On the recent volatility in oil prices, the official added that crude has fallen back below $40 a barrel as major producers, including Saudi Arabia and Russia, have been working on a plan to freeze output at January levels.
This has provided a powerful prop for the oil market because it has shown traders that Saudi Arabia, the world’s biggest exporter and the main cause of the oil market glut, is presently concerned about the length and depth of the price rout to consider action.
Zanganeh believes that oil at $70 or less a barrel would be fair, though it is impossible to predict oil prices for 2016.
Ruling out the probability of OPEC members' emergency meeting, he said, "There has been no consensus among members and holding talks would hurt the crude oil market if OPEC made no decision to shore up falling prices."
---- Talks With Oil Giants
Describing his talks with Lorenzo Simonelli, General Electric's chief executive of oil and gas division, as constructive, Zanganeh added, "A new chapter of cooperation will start with American and European companies in Iran's oil industry."
He said there is no legal constraints for American enterprises to invest in Iran's oil and gas mega projects, as limitations to get involved with Iranian projects were imposed by the US administration.
The visit by Simonelli comes at a time when Iran is aiming to boost its crude oil exports and recover the oil market share it lost as a result of international sanctions imposed over its nuclear program.

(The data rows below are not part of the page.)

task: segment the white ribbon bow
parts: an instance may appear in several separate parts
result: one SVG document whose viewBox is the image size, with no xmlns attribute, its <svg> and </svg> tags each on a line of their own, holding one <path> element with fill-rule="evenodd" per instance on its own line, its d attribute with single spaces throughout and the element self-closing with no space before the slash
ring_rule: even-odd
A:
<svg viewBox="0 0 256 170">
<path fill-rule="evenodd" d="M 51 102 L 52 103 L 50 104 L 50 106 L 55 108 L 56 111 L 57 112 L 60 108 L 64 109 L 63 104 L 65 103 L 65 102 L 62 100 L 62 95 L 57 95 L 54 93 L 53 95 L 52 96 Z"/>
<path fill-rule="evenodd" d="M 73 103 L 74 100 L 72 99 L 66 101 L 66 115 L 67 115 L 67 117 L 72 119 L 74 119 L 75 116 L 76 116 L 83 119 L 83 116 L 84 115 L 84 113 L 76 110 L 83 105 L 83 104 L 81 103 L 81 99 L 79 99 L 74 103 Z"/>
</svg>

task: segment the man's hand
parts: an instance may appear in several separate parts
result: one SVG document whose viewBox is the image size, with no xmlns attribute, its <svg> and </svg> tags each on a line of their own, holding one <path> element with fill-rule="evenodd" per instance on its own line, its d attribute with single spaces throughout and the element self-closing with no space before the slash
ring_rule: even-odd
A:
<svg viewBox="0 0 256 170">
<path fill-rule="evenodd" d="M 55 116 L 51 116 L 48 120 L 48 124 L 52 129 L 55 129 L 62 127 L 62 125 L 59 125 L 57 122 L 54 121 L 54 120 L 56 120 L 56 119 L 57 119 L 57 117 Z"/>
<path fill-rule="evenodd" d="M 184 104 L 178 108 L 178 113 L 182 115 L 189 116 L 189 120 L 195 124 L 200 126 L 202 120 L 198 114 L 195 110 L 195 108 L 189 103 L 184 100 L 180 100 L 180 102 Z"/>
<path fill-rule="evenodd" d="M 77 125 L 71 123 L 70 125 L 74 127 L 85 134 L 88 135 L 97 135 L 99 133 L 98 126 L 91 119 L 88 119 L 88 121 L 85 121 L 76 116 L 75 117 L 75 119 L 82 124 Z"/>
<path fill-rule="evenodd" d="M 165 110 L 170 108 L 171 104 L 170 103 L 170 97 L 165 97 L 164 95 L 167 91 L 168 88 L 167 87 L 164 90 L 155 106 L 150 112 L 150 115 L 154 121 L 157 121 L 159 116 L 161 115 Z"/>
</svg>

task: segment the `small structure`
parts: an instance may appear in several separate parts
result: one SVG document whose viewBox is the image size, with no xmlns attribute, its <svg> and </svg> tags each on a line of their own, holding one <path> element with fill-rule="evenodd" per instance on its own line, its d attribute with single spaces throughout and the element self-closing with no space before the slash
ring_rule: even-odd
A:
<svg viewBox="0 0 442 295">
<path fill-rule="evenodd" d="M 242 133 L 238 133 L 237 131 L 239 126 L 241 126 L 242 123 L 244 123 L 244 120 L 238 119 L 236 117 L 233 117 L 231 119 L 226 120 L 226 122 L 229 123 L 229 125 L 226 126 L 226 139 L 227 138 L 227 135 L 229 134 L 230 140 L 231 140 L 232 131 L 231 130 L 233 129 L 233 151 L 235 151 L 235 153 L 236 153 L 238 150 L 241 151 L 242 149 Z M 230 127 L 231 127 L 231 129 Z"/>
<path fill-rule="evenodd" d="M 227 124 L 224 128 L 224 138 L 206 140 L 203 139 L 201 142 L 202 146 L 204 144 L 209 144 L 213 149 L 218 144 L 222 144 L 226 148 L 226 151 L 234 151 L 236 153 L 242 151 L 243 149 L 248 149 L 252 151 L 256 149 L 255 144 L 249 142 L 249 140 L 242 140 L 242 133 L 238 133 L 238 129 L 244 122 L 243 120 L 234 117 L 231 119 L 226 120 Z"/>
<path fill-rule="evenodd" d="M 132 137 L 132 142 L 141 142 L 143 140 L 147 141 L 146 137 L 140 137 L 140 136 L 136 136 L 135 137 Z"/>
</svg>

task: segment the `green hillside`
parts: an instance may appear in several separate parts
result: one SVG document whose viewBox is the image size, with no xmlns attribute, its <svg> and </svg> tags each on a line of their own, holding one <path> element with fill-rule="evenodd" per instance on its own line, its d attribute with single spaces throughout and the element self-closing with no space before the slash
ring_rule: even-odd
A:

According to the oil minister, Siemens' managers,including president and chief executive officer of Siemens, Joe Kaese, have also pledged to compensate for their long absence in Iran by shipping and installing high-tech turbines and compressors as soon as possible.
Siemens is planning to expand collaboration with Iranian firms, including Oil Turbo Compressor Company, which manufactures gas compressors, turbo generators and gas turbines.
---- Self-Reliance in Gasoline Production
During a visit to the Persian Gulf Star Refinery, the oil minister said that with the capacity to refine 360,000 barrels of gas condensates per day, this refinery is among the largest refining complexes in the world and more than $3.2 billion have so far been invested in the project.
"The first phase of Persian Gulf Star Refinery's Euro-4 gasoline complex is expected to become operational by October 2016," he said.
"As soon as other phases go on stream, gasoline production quality and quantity will be affected positively. Moreover, Iran will become self-reliant in gasoline production by producing 12 million liters of Euro-4 gasoline per day."
Holding talks with the project shareholders, including Tamin Oil, Gas and Petrochemical Investment Company, National Development Fund of Iran and Bank Mellat's managing director, the minister said the Iranian government is determined to complete the project by removing financial constraints.
Pointing to the fact that 60% of the much-needed equipment to undertake the project were designed and built domestically, Zanganeh said, "Many technical issues need to be dealt with, as we are waiting for Siemens to release the rest of our blocked equipment."
The first batch of high-tech turbines and compressors blocked by Siemens due to international sanctions was released and unloaded in Asalouyeh on February 29.